L’imprescriptibilité des crimes commis sur mineurs

Malgré mon engagement et celui de mes collègues, l’imprescriptibilité des crimes commis sur les mineurs n’a pas été votée en commission spéciale lors de l’examen du projet de loi sur la protection de l’enfance.

Avec mon collègue Sébastien Huyghe, nous reviendrons en séance sur ce sujet prioritaire pour les victimes.

Nous devons convaincre que les travaux législatifs récents sont suffisamment aboutis pour que nous prenions nos responsabilités et marquions enfin cette avancée sociétale et judiciaire majeure.

Avec Paul Vannier, nous avions formulé cette proposition dans la recommandation n° 1 de notre commission d’enquête sur les violences en milieu scolaire.

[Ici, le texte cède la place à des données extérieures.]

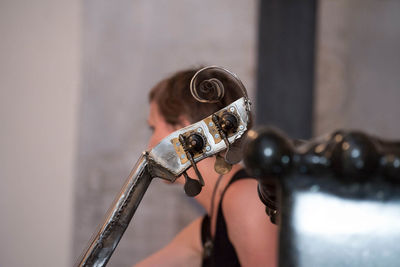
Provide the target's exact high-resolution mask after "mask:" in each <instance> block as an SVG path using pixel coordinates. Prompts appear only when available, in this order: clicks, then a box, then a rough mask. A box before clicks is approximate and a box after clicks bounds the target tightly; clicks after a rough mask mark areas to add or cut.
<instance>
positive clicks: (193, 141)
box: [179, 133, 205, 197]
mask: <svg viewBox="0 0 400 267" xmlns="http://www.w3.org/2000/svg"><path fill="white" fill-rule="evenodd" d="M179 142H180V144H181V145H182V147H183V150H184V151H185V154H186V157H187V158H188V159H189V161H190V164H191V166H192V168H193V169H194V171H195V173H196V175H197V178H198V180H195V179H193V178H191V177H189V175H188V174H187V173H186V171H185V172H184V173H183V176H184V177H185V186H184V190H185V193H186V194H187V195H188V196H190V197H194V196H197V195H198V194H199V193H200V192H201V187H202V186H204V180H203V177H202V176H201V173H200V172H199V169H198V168H197V165H196V162H195V161H194V159H193V156H194V155H195V154H196V153H201V152H202V151H203V148H204V147H205V142H204V137H203V136H202V135H201V134H200V133H191V134H190V135H189V136H188V137H185V136H184V135H183V134H180V135H179Z"/></svg>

La Délégation aux droits des enfants a également publié un rapport extrêmement précis, fondé sur de nombreuses auditions favorables à l’imprescriptibilité.

Une victime ne choisit pas le moment où elle parvient à parler. Le droit doit pouvoir s’adapter au temps du traumatisme, et non l’inverse.

Je suis favorable à l’imprescriptibilité des crimes commis sur les mineurs. C’est un signal fort envoyé aux victimes : leur parole doit pouvoir être entendue, quel que soit le temps écoulé.